What happens during an Annual General Meeting?
An Annual General Meeting (AGM) is a yearly meeting held among company shareholders required by the law. The AGM is expected to provide shareholders with an accurate picture of the company’s financial health to its investors.
For this purpose, newly incorporated companies are required by the law to hold their first AGM within 18 months from incorporation. Subsequently, the company must hold an AGM every year, with no more than 15 months between two meetings.
What are the basic agenda in an AGM? The ordinary business of an AGM will differ according to a company’s Articles, but there are certain commonalities among companies. These include the declaration of dividends, the election of directors, and the appointment and fixing of auditors’ remuneration if any.
Furthermore, an AGM would also cover the consideration of a company’s accounts, balance sheets, as well as reports of both directors and auditors. Aside from these, all other agenda will be considered special business by the company.
What are some of the things that company officers need to remember when conducting an AGM? The following concepts are especially crucial: the quorum, the chairman, and the proxy.
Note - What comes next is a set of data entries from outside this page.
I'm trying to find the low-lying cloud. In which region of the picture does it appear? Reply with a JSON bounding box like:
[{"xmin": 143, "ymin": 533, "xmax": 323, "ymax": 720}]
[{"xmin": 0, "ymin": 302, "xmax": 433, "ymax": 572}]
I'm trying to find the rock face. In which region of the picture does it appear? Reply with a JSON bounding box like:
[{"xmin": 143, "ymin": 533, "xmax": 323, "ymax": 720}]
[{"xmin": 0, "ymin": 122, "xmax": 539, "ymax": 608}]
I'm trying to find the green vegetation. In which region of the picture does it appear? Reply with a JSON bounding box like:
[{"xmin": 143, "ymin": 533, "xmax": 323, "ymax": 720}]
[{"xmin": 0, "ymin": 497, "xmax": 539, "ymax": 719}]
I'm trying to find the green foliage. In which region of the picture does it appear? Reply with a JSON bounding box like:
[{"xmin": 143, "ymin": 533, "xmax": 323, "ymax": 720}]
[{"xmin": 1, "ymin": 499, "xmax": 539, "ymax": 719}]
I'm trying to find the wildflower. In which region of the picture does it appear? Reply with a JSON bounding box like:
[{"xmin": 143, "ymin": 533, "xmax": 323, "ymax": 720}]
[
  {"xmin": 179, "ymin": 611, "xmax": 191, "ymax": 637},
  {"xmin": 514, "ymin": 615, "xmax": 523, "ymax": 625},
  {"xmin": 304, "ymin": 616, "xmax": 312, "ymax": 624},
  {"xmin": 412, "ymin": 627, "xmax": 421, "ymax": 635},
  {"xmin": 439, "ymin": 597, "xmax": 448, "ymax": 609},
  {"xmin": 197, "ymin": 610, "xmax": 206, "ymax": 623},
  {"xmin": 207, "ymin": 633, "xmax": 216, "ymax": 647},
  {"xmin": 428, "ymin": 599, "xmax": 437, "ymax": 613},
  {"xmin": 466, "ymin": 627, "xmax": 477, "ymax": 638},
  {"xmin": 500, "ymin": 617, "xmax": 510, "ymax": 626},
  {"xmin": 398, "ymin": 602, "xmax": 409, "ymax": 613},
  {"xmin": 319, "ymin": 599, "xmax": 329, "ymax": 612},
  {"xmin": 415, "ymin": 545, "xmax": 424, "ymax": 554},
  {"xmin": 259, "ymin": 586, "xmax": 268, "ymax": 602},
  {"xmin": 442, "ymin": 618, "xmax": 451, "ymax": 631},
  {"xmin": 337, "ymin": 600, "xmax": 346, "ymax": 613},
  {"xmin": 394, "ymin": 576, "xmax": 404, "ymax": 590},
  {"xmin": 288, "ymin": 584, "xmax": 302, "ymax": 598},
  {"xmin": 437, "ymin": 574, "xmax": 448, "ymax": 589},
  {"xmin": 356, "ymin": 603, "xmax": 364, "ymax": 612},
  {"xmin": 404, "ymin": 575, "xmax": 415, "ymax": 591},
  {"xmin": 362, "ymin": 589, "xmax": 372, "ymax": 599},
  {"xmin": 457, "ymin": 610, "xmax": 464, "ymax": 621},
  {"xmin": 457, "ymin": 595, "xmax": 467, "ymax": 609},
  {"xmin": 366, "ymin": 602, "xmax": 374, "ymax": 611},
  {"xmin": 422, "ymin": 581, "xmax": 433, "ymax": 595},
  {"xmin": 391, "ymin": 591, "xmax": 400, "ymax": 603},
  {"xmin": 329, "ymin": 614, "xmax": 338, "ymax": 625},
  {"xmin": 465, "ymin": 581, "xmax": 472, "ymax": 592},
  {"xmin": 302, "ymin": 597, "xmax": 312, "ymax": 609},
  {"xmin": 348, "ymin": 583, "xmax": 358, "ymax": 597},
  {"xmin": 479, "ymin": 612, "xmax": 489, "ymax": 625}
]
The quorum: this refers to the minimum quantity of people who must be present in order for the AGM to be considered legally valid. Achieving a quorum would ensure that any agenda discussed, as well as decisions arrived at, constitute a majority decision from the company shareholders. According to Section 179 of the Companies Act, a company can have any two members or proxies who are personally present in order to have a quorum. Still, other companies can also stipulate under their own Articles what constitutes a quorum.
The chairman: an AGM will be administered by its so-called chairman, who will direct the course of the meeting. The AGM chairman is most often the chairman of the board of directors. In other cases, a company’s Articles can also specify who can take the meeting chairmanship, otherwise the quorum would have to appoint within themselves who will serve as the chairman.
The proxy: according to Section 181 of the Companies Act, a member who cannot be physically present in the AGM can appoint his or her proxy, who will then receive voting powers at the meeting. The company may specify under its Articles who may be appointed a proxy, and this appointment can be applied to just one meeting or all other company meetings.